My primary responsibility at Habitat for Humanity Fresno County is recruiting volunteers for the ReStore, the non-profit retail outlet we operate to fund construction of new Habitat homes. (By the way, if you haven’t been to the ReStore, come check us out. We’ve got great prices, and you might be surprised by what you find there. We’re right behind the Lowe’s Store in Clovis (1631 Railroad Avenue, north of the Clovis/Shaw Avenue intersection).
I’ve found that it’s easier to get people to work on a construction site than it is to enlist them to stock shelves or help with e-waste. There’s just more self-esteem in driving past a Habitat home and thinking, “I built that!” than there is in seeing the ReStore and thinking, “I stacked stuff.” I want to change that.
Retail isn’t really about building tangibles (i.e., houses). Retail IS interested in building credibility and clientele. Restore manager Torin Blount gets VERY excited about our reputation and customer base, but that’s hard to communicate to volunteers.
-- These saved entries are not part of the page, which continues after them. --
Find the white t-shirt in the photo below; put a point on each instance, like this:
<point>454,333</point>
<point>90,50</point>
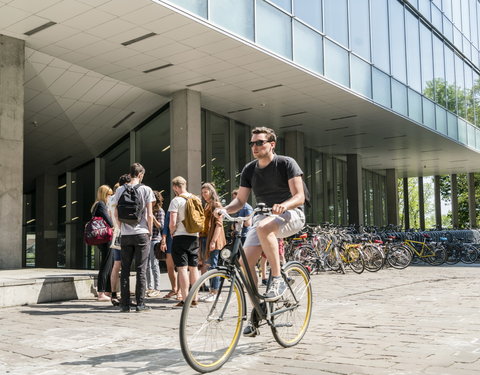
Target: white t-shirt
<point>178,205</point>
<point>146,194</point>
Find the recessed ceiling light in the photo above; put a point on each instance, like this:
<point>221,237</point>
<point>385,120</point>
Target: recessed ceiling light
<point>342,118</point>
<point>143,37</point>
<point>267,88</point>
<point>157,68</point>
<point>200,83</point>
<point>293,114</point>
<point>123,120</point>
<point>40,28</point>
<point>240,110</point>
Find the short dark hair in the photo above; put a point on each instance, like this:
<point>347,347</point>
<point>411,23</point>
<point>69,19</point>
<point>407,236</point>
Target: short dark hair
<point>136,169</point>
<point>271,136</point>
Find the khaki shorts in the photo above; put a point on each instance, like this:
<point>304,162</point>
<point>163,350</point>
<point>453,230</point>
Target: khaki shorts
<point>289,223</point>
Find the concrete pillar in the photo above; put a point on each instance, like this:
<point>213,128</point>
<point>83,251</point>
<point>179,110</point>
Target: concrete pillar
<point>46,190</point>
<point>354,190</point>
<point>295,147</point>
<point>454,184</point>
<point>186,140</point>
<point>472,215</point>
<point>392,196</point>
<point>421,203</point>
<point>406,203</point>
<point>12,61</point>
<point>438,206</point>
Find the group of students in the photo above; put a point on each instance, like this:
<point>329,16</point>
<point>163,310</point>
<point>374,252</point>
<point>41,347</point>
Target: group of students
<point>191,257</point>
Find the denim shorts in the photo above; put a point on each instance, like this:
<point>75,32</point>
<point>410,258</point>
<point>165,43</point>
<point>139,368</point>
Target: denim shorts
<point>289,223</point>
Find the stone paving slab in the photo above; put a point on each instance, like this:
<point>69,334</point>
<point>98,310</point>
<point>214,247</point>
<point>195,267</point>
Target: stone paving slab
<point>421,320</point>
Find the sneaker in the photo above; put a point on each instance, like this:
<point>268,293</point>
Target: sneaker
<point>275,290</point>
<point>142,308</point>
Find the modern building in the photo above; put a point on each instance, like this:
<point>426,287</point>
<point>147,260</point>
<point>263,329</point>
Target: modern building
<point>361,92</point>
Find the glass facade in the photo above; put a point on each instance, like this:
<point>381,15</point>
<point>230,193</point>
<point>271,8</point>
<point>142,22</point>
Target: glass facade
<point>408,51</point>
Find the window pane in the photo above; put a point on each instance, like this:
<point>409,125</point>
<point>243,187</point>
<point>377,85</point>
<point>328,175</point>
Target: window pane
<point>429,113</point>
<point>441,119</point>
<point>284,4</point>
<point>308,48</point>
<point>452,126</point>
<point>413,52</point>
<point>381,88</point>
<point>397,41</point>
<point>379,20</point>
<point>195,6</point>
<point>235,16</point>
<point>414,106</point>
<point>428,86</point>
<point>399,97</point>
<point>336,63</point>
<point>336,20</point>
<point>360,28</point>
<point>309,11</point>
<point>361,76</point>
<point>273,29</point>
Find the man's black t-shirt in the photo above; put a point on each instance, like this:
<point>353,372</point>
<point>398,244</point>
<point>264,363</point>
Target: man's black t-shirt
<point>270,184</point>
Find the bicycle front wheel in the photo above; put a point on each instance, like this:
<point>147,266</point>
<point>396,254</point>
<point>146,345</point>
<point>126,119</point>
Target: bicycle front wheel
<point>292,312</point>
<point>209,331</point>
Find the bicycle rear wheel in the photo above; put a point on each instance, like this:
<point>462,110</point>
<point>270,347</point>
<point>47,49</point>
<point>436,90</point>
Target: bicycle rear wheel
<point>291,314</point>
<point>209,331</point>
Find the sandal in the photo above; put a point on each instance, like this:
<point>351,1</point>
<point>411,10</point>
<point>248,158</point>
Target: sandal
<point>169,295</point>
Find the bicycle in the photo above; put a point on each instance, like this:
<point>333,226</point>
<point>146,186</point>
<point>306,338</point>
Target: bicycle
<point>209,332</point>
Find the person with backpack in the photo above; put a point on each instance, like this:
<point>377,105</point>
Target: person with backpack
<point>186,221</point>
<point>99,209</point>
<point>134,211</point>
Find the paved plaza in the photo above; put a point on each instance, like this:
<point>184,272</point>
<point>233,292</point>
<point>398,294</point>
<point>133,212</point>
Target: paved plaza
<point>421,320</point>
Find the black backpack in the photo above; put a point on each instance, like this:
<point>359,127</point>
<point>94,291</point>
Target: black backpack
<point>130,206</point>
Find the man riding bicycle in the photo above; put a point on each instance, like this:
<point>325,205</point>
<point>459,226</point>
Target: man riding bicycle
<point>276,181</point>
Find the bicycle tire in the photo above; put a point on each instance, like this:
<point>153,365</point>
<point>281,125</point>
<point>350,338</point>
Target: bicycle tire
<point>208,338</point>
<point>289,327</point>
<point>375,258</point>
<point>355,260</point>
<point>399,257</point>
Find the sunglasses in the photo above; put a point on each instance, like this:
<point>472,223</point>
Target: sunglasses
<point>258,143</point>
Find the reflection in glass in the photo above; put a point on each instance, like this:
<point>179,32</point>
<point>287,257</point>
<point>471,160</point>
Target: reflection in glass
<point>309,12</point>
<point>413,52</point>
<point>273,29</point>
<point>336,63</point>
<point>415,106</point>
<point>361,76</point>
<point>397,38</point>
<point>233,15</point>
<point>429,113</point>
<point>308,48</point>
<point>399,98</point>
<point>380,45</point>
<point>198,7</point>
<point>360,28</point>
<point>336,25</point>
<point>381,88</point>
<point>153,152</point>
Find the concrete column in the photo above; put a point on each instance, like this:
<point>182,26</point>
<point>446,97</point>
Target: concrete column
<point>186,140</point>
<point>12,61</point>
<point>421,203</point>
<point>454,184</point>
<point>354,190</point>
<point>392,196</point>
<point>472,216</point>
<point>438,206</point>
<point>406,203</point>
<point>46,221</point>
<point>295,147</point>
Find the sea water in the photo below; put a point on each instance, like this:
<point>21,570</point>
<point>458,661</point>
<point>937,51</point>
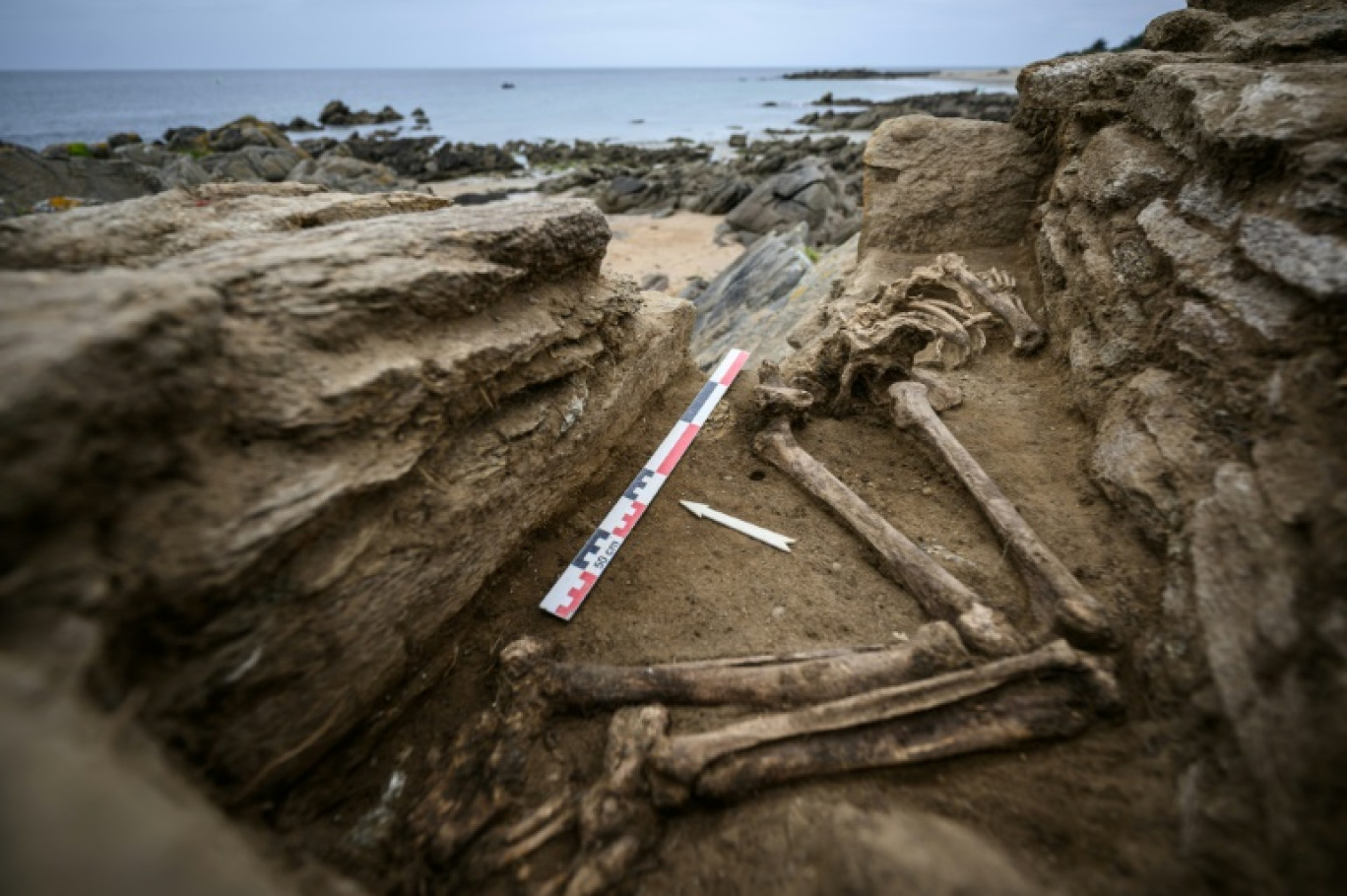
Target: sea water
<point>625,105</point>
Our high school volunteers want to build houses, but since many aren’t old enough (18 years is the cut-off), they “settle” for stocking shelves, helping customers, or working in recycling. It’s just “busy work.” They’re not "building" anything.
I heard a story when I was a kid that has been rewritten several times for leadership books, but I still like it the way I first heard it, and I’m too set in my ways to change now, so hear it is, the way I first heard it:
In 1079, Bishop Walkelin began work on a completely new cathedral at Winchester in Hampshire, England. The story goes that one day he was walking around at the construction site, watching the workers. He approached a mason who was chipping away at a block of limestone. He asked the mason what he was doing and the mason replied, “I’m cutting a stone for the wall.” He next saw a carpenter hammering on a scaffold, and asked him what he was doing. The carpenter answered, “I’m building a scaffold.” Then he saw a man picking up construction rubbish and carrying it away from the site. The bishop asked the trash man what he was doing; he smiled and announced, “I’m building a cathedral!”
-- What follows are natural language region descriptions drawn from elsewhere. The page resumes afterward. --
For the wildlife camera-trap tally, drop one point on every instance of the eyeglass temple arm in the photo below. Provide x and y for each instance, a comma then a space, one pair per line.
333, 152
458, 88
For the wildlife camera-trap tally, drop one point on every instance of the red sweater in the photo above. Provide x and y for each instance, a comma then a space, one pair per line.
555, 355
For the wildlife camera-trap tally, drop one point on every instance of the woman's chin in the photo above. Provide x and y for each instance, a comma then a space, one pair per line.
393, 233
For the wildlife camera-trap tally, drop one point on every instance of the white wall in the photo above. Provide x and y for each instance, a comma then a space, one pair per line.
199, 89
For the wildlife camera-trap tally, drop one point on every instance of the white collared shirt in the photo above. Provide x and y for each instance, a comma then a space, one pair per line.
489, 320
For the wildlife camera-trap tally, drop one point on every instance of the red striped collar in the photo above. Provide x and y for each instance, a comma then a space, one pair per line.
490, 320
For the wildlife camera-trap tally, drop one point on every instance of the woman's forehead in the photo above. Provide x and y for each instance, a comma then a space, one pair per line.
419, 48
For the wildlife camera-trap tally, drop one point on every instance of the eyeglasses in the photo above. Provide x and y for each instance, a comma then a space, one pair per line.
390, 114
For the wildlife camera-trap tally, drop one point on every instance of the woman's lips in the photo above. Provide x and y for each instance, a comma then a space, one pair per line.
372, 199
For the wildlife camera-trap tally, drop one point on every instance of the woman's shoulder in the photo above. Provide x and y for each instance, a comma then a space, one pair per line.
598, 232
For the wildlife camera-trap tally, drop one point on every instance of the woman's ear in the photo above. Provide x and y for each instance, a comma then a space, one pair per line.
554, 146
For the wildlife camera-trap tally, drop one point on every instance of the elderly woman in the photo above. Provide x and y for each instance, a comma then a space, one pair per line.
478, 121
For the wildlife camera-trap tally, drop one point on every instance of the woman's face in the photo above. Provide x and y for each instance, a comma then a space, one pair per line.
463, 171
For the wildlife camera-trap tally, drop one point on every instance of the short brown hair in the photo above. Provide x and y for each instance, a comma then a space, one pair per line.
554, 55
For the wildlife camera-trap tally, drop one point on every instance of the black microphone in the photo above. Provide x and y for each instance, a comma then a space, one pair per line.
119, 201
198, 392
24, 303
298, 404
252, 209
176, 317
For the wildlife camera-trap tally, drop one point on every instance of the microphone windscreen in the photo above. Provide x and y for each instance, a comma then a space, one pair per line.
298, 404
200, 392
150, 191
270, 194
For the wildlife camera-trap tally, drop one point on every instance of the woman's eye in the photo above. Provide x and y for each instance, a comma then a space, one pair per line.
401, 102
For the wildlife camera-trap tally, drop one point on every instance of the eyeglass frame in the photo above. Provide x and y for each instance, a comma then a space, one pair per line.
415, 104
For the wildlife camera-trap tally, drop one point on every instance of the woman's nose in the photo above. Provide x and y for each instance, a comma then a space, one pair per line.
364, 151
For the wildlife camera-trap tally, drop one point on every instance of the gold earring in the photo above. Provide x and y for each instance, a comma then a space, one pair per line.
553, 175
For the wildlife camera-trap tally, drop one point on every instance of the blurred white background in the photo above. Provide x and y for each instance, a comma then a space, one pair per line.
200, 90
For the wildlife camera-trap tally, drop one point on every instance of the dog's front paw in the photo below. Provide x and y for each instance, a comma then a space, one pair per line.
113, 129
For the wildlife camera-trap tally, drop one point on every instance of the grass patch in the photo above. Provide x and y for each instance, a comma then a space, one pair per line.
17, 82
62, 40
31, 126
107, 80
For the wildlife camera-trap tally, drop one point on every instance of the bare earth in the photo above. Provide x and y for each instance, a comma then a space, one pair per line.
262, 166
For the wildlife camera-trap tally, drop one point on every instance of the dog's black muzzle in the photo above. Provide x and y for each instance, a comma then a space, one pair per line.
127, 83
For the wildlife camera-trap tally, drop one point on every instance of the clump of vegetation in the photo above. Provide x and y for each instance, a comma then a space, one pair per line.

Every donation to the ReStore puts a roof on a house. Every stocked shelf pays for a porch. Every piece of cardboard we recycle buys a faucet. Every ReStore volunteer BUILDS A HOUSE.
The PROCESS is critical- every single piece. Building a house is incremental, and funding comes first. Habitat for Humanity Fresno County doesn’t borrow money. We have the cash before we ever turn a spade of dirt for a construction project.
Paul the Apostle never missed the point of the daily, trivial, piecemeal things in life. They are GROWTH: “By no means do I count myself an expert in all of this, but I’ve got my eye on the goal, where God is beckoning us onward—to Jesus. I’m off and running, and I’m not turning back. So let’s keep focused on that goal, those of us who want everything God has for us. If any of you have something else in mind, something less than total commitment, God will clear your blurred vision—you’ll see it yet! Now that we’re on the right track, let’s stay on it” (Philippians 3:14-16, The Message).
So what’s the point? Every used desk donated, ever dollar donated, every hour volunteer in any of our volunteer positions, every tweet with #WELOVEFRESNO hammers another nail into a Habitat home.
Every ReStore volunteer who drives past a Habitat for Humanity Fresno County home can smile and say, “I built that!”